What is the fastest way to do "indexed" look-ups in Polars?


I am working with large polars dataframes which are fully loaded in memory. Each row is uniquely indexed by columns entityId (Int64) and entryDate (date).

I know poalars does not have indexes, but I still need to do ad-hoc look-ups of data against these tables, and it is frequent enough that it's taking a non-trivial % of my application's runtime.

Currently I am finding these rows by using .filter

def locate(df, entityId, entryDate)->pl.DataFrame:
    return df.filter(pl.col('entityId')==entityId).filter(pl.col('entryDate') == entryDate)

This is fairly fast, but it still takes 50 to 100ms to look up a row.

Are there any optimizations I'm missing?

Some things I tried:

  1. using .lazy / .collect (no change)
  2. sorting by entityId (no change)

I'm on polars 0.17.12


Solution

  • I'm going to start with

    size=1000000
    df=pl.DataFrame({'entityId':np.random.randint(0,200,size=size),
                    'entryDate':[datetime(2022,1,1).date() + timedelta(days=int(np.random.randint(1,200,1)[0])) for _ in range(size)],
                    'blah':np.random.random(size=size)})
    
    %%timeit
    df.filter(pl.col('entityId')==34).filter(pl.col('entryDate')==datetime(2022,2,16).date())
    
    1.45 ms ± 14 µs per loop
    

    That's the benchmark.

    The first improvement you can make is to combine your filters instead of chaining them...

    %%timeit
    df.filter((pl.col('entityId')==34) & (pl.col('entryDate')==datetime(2022,2,16).date()))
    
    996 µs ± 16.6 µs per loop
    

    Now let's try to sort the columns...

    df=df.sort(['entityId', 'entryDate'])
    

    After sorting...

    %%timeit
    df.filter(pl.col('entityId')==34).filter(pl.col('entryDate')==datetime(2022,2,16).date())
    
    1.33 ms ± 23.7 µs per loop
    

    barely an improvement over the initial 1.45ms

    %%timeit
    df.filter((pl.col('entityId')==34) & (pl.col('entryDate')==datetime(2022,2,16).date()))
    
    1.04 ms ± 35.5 µs per loop
    

    not sure why that took longer on average although they overlap in 1 std dev so basically the same.

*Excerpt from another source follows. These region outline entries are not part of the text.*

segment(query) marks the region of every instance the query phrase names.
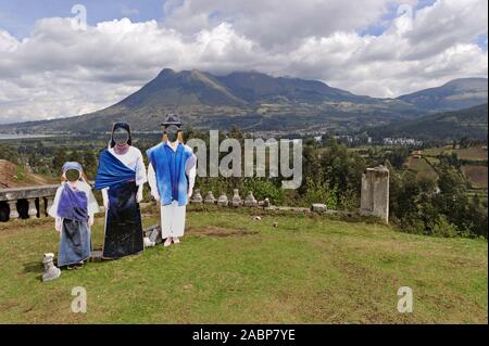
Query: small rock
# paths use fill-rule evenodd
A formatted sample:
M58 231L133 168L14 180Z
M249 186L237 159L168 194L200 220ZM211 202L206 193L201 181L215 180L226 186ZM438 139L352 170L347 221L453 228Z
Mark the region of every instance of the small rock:
M326 210L327 210L326 204L314 203L313 205L311 205L311 212L324 213Z
M241 196L239 195L239 190L235 189L233 190L233 200L231 205L234 207L239 207L242 204Z
M209 191L208 194L205 195L204 203L205 204L214 204L215 203L215 197L214 197L214 194L212 193L212 191Z
M143 241L145 247L153 247L154 245L156 245L156 243L152 242L148 236L145 236L142 241Z
M198 203L198 204L203 202L202 195L200 194L200 189L196 189L196 191L193 192L192 197L190 198L190 202L191 203Z
M227 195L225 193L223 193L218 198L217 198L217 205L220 206L227 206L227 204L229 203L229 201L227 201Z
M253 191L249 191L247 197L244 198L244 205L248 207L254 207L258 205L256 200L253 196Z
M61 270L57 266L54 266L54 254L47 253L45 254L45 258L42 259L42 265L45 266L45 271L42 273L42 281L51 281L60 278Z
M89 261L102 261L102 251L101 249L95 249L90 253Z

    now let's try making a struct column out of the two columns which we'll call INDEX

    df=df.select(pl.struct(['entityId', 'entryDate']).alias('INDEX'), pl.exclude(['entityId', 'entryDate'])).sort('INDEX')
    
    
    %%timeit
    df.filter((pl.col('INDEX').struct.field('entityId')==34) & (pl.col('INDEX').struct.field('entryDate')==datetime(2022,2,16).date()))
    946 µs ± 18.4 µs per loop
    

    That's a slight improvement.

    Let's try partitioning the df by entityId

    dfdicts=df.unnest('INDEX').partition_by('entityId',as_dict=True)
    
    %%timeit
    dfdicts[34].filter(pl.col('entryDate')==datetime(2022,2,16).date())
    
    445 µs ± 6.51 µs per loop
    

    That's a big improvement!! Let's try partitioning the other way

    dfdicts2=df.unnest('INDEX').partition_by('entryDate',as_dict=True)
    
    %%timeit
    dfdicts2[datetime(2022,2,16).date()].filter(pl.col('entityId')==34)
    
    382 µs ± 7.23 µs per loop
    

    The search_sorted trick only works when you want to get a single row and in my random data it's been returning multiple rows. However if you're only looking to get a single row you could do

    %%timeit
    startrow=dfdicts2[datetime(2022,2,16).date()].get_column('entityId').search_sorted(34, side='left')
    dfdicts2[datetime(2022,2,16).date()].slice(startrow, 1)
    
    333 µs ± 8.31 µs per loop
    

    There's a slight improvement in the search_sorted trick against the regular filter but not as big as here

    I'm guessing that since that answer was posted that filter was made to be much more efficient so that's one reason why there's not much of an improvement. In this case the improvement might just be because it's only returning one row.

    TL;DR

    If you've got enough memory then partition by one of the columns, try both since the size will matter on which will give better performance. The search_sorted trick will only work on numbers, not dates, so it'll only be available if you partition by the date field. If you don't have the memory for the partition_by then combining your columns into a sorted struct plus keeping both filter expressions in one call to filter then that should be the next best. You can easily unnest('INDEX') to get the original shape back.

    As an aside If you can refactor whatever you're doing downstream into a groupby.agg and/or join then that would probably be much better in particular because of parallelization.